Ellembelle Coin Rejection Sparks Legal and Consumer Concerns

Image: GhanaFront Editorial
Traders in parts of Ellembelle are refusing to accept 10 and 20 pesewas coins in daily transactions, creating a quiet but serious breach of Ghana's currency rules and putting extra pressure on ordinary consumers who rely on small change.
The practice has surfaced despite the absence of any directive from the Bank of Ghana to withdraw or reject those coins. Instead, the central bank says the coins remain valid legal tender and warns that no individual trader has the authority to decide otherwise.
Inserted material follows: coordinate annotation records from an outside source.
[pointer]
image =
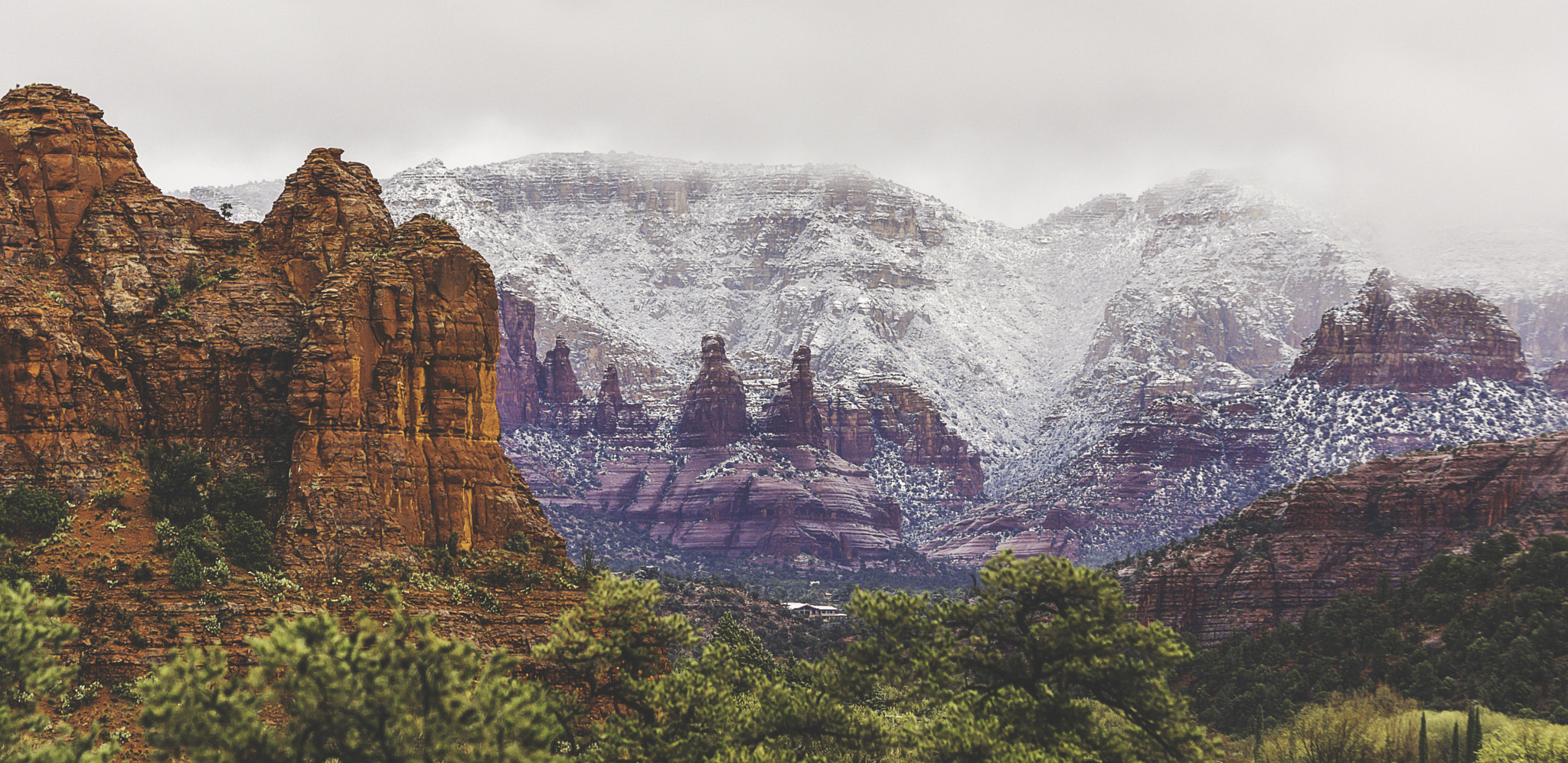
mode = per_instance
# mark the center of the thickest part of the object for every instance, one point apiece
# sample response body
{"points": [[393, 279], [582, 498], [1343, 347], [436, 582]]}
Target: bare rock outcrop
{"points": [[1327, 535], [394, 395], [1374, 380], [559, 384], [345, 365], [1397, 335], [792, 417], [720, 489], [900, 414], [714, 411], [518, 365]]}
What is unfolding in the district is more than a simple market inconvenience. It is a direct challenge to the rules that govern cash transactions in Ghana. When lawful currency is treated as optional, disorder enters the smallest parts of the economy first, then spreads quickly through habit.
BoG Says the Coins Remain Legal Tender
Checks by the Ghana News Agency found that some sellers in the Ellembelle District had stopped taking the coins, with some arguing that they are inconvenient to store and easy to misplace. Others claimed the denominations carry little practical value in business.
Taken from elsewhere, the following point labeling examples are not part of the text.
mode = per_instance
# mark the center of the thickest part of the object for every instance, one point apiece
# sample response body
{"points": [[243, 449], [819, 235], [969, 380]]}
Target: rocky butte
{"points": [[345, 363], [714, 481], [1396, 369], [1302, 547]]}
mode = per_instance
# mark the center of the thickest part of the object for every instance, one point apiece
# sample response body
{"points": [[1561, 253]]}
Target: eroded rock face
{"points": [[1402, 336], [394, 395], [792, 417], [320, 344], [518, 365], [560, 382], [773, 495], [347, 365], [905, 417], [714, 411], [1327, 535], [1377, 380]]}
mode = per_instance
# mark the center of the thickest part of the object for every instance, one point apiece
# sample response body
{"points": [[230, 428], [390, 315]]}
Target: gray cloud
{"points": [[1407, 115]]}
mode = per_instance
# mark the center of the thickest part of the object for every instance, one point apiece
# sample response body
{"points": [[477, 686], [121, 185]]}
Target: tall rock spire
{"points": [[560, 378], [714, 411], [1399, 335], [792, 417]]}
That position is directly at odds with the law. A source at the Bank of Ghana head office in Accra told GNA that the central bank has issued no instruction for the rejection of any Ghana cedi denomination. The source added that complaints have been reaching the bank from members of the public over the refusal of some businesses to accept 10 and 20 pesewas coins.
Rejecting any denomination of Ghana's currency is an offence punishable by law, according to the Bank of Ghana source cited by GNA.
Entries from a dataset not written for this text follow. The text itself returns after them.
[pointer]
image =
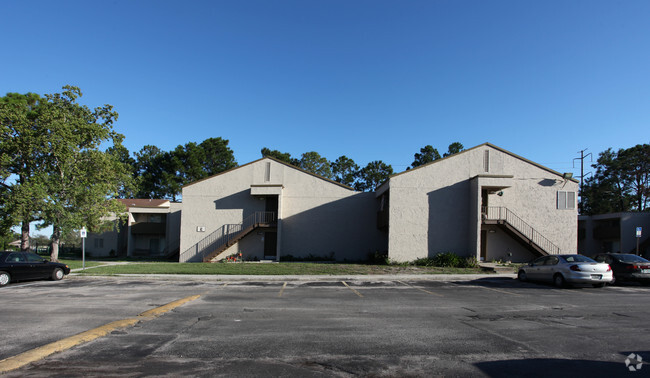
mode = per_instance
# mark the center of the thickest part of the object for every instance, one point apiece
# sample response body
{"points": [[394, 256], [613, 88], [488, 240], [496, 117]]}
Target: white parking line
{"points": [[282, 290], [356, 292], [500, 291], [426, 291]]}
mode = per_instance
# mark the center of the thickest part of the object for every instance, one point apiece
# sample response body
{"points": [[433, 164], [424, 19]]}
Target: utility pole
{"points": [[582, 164]]}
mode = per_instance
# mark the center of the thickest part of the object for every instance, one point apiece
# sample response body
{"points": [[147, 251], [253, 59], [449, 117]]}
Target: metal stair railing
{"points": [[504, 214], [226, 234]]}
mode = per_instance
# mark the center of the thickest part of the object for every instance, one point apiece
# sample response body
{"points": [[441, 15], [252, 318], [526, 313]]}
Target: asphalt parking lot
{"points": [[485, 327]]}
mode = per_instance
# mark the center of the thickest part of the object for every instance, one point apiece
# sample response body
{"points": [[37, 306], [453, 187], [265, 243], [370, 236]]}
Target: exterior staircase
{"points": [[227, 235], [520, 230]]}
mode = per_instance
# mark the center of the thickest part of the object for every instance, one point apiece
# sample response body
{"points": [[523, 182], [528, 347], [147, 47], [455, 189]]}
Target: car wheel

The warning matters because currency acceptance is not meant to be optional. Once a note or coin remains in circulation under the authority of the central bank, businesses are expected to honour it in normal transactions. The law does not create room for traders to decide that a coin is too small to matter.
To address growing confusion, the Bank of Ghana has begun a public sensitisation exercise to remind people that the 10 and 20 pesewas coins are still valid for payments and change. That campaign is necessary because public habits can shift faster than official communication, especially when traders adopt a practice that others copy without questioning the consequences.
Consumers Bear the Real Cost
For many shoppers, the rejection of lower coin denominations does not end at the counter. It often leads to a familiar and frustrating outcome: instead of receiving the exact balance from a purchase, buyers are pushed to accept a sweet, a sachet of water, or another low-value item in place of proper change.
That may look minor on the surface, but across repeated daily purchases it shifts the burden from traders to consumers. In a period when households are already managing tight budgets, even a few pesewas matter. What disappears in one transaction becomes meaningful when multiplied over a week, a month, or an entire community of buyers.
The scale of the issue also undercuts the argument that the coins are meaningless. In the latter part of 2024, 20 pesewas coins alone accounted for GH¢120 million in circulation, a clear sign that they remain relevant in Ghana's retail economy, especially in markets, transport stops, and small cash transactions.
- Some traders say the coins are difficult to keep.
- Others claim they have little value in real transactions.
- The Bank of Ghana says both coins remain valid legal tender.
- Consumers often lose out when exact change is replaced with lower-value items.
This is why the issue cannot be dismissed as a local trading habit. It affects price fairness, trust in cash transactions, and the credibility of the national currency system. It also exposes a wider problem in the informal economy, where convenience can override rules unless institutions step in firmly.
There is also a practical contradiction in the rejection itself. Traders who refuse the coins today may still depend on exact pricing tomorrow when they buy stock, pay transport fares, or settle transactions further up the supply chain. Small denominations are part of how pricing works in real life, not an abstract detail printed by the mint.
Police Want Offenders Reported
The Ghana Police Service has now asked the public to report anyone who refuses to accept any denomination of Ghana's currency to the nearest police station. That instruction raises the stakes for businesses that have treated the practice as harmless discretion.
It also sends a broader message. When traders independently decide that part of the national currency is no longer welcome, they create confusion in the marketplace and weaken a rule that should be uniform from one district to another. Lawful money cannot be valid in one shop and rejected in the next.
Ellembelle may be the focus of the latest report, but the complaints reaching the Bank of Ghana suggest the problem is not isolated. If enforcement and public education do not take hold, the rejection of low-value coins could spread further and normalize a culture where legal tender is accepted only when convenient.
That cannot stand. A functioning cash economy depends on public confidence that every valid denomination will be honoured as issued. The 10 and 20 pesewas coins may be small, but the principle behind them is not. Once that principle is weakened, the cost is measured not only in coins but in public trust.
- The Bank of Ghana has not withdrawn the 10 and 20 pesewas coins.
- Rejecting them is unlawful.
- Police want the public to report offenders.
- Consumers are the ones paying the price when traders ignore the rules.
The immediate fix is straightforward: accept the coins, educate the public, and enforce the law where necessary. Anything less rewards disorder in everyday commerce. For a country that depends heavily on cash for daily trade, that is a dangerous habit to excuse.